Hadfield: Welker betting on himself
“What’s important to consider is Welker’s somewhat mild disdain for the Patriots right now, according to a source close to the player.”
- Jason Cole, Yahoo! Sports
Numbers often work in serendipitous ways: The figure Tom Brady is hauling in from his team friendly extension over three seasons is roughly the same amount Welker has made over his six-year tenure as a Patriot. Brady signed a three-year extension reportedly worth $27 million dollars (though it’s worth noting the parameters of the extension reclassified dollars from his previous deal, assuring Brady more guaranteed money and including a signing bonus). In 2007, Wes Welker signed a five-year deal worth $18.5 million dollars. After that contract expired, Welker played under the franchise tag for $9.5 million dollars last season. In other words, Welker worked double the time to earn the same amount of cash as Brady will be earning.
And just how much of an uneven marriage has this been between Welker and the Patriots? Make no mistake about it: During his stay in New England, Wes Welker has produced numbers that add up to a historic run. I’d argue Welker, along with rule-changes that took away virtually any contact downfield from defensive backs, changed the way football is played. Like forever. And no, I’m not kidding.

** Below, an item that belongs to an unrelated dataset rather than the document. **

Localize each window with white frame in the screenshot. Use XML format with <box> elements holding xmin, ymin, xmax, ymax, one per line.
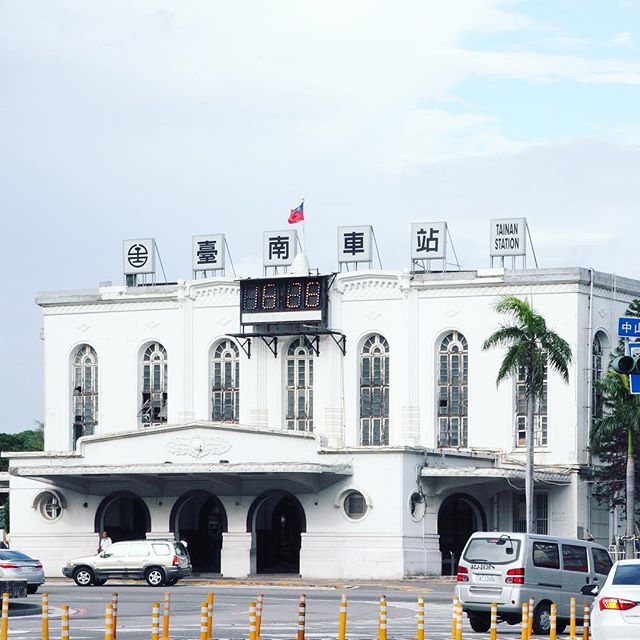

The 2010 campaign was Welker’s worst season as a Patriot. It was the only year he didn’t break 110 catches or a 1,000 yards receiving. Yet he still hauled in 86 catches (tied for sixth most that season) for 848 yards. By most viewpoints, a very productive year, but by Welker’s ridiculous standards, it was a throwaway season. Oh yeah, I almost forgot: 2010 was also the year he came back from ripping up his ACL in Houston the previous year.
Consider this: Per Pro Football Reference, no other player has caught a 110 passes in a season more than twice in his career; Wes Welker has accomplished the feat in five of his six seasons as a Patriot. In fact, he holds three of the top seven spots in the all-time single-season most receptions list. And despite being a slot guy who doesn’t typically stretch the field, Welker racks up yards, compiling 8,580 in his nine seasons in the league. For perspective, assuming he signs a three-year deal and racks up over 1,000 yards during that time (totally doable), he’ll land somewhere in the top-20 all-time for most receiving yards.
It’s more than that, though. When Tom Brady needed it most, he looked to Welker. We’re constantly told about the importance of moving the chains, and Welker has ranked somewhere in the top-10 of players who have the most receptions that converted a first down in all but one season as a Patriot (the lone season he didn’t crack the top-10 was in 2010. Again, the comeback season).
The anti-Welker crowd will present the notion that Welker isn’t “clutch,” pointing to his critical third down drop in last year’s AFC Championship Game while the Patriots were leading in the third quarter, and his infamous drop in the fourth quarter of Super Bowl XLVI as evidence. This idea, however, is incredibly specious. Welker caught eight balls in each of the Patriots two playoff games last January for a total of 248 yards (both top-five among all players in the postseason).
No matter how you spin it, all that matters is the decision facing both parties today. Prior to last season, Welker reportedly turned down a two-year deal worth $16 million during negotiations. Meanwhile, Dwayne Bowe just signed a five-year, $56 million dollar deal (with $26 million guaranteed). Granted, Bowe is more of an outside threat and is three years younger than Welker, who will be 32-years-old at the start of next season, but the Chiefs wideout’s highest reception total in a single season is 86 (matching Welker’s worst total as a Patriot).
Welker should be frothing at the mouth. And it should come to no surprise that news broke Wednesday morning that Welker will test the free agent market. Consequently, we’re left examining Cole’s story, a respected writer who isn’t the type to throw stuff against the wall.
However this all plays out, it’s important to remember the fact that while Welker was underpaid during his time in New England, it was not the Patriots’ fault. They bought Apple stock in the ’80s and enjoyed tremendous returns. That’s good on them and whatever transpires between the Patriots and Welker should have no bearing for previous production, but rather, what Welker can provide going forward.
Look, we’re constantly told that “it’s a business.” Players purportedly understand this. Fans incessantly try wrapping their heads around the reality. And owners, as much as they’ll tell you otherwise, certainly endorse the idea. The axiom is supposed to imply that feelings shouldn’t get in the way; but to me, this always felt counterintuitive. When dealing with someone’s livelihood, how can feelings not become ingratiated? Dollars may not have emotion, but what money represents (value) naturally evokes reaction. “Mild disdain” is as passive aggressive as it gets. Judging from empirical evidence, Welker deserves max dollars, and he should bet on himself. And it’s clear that he is doing so.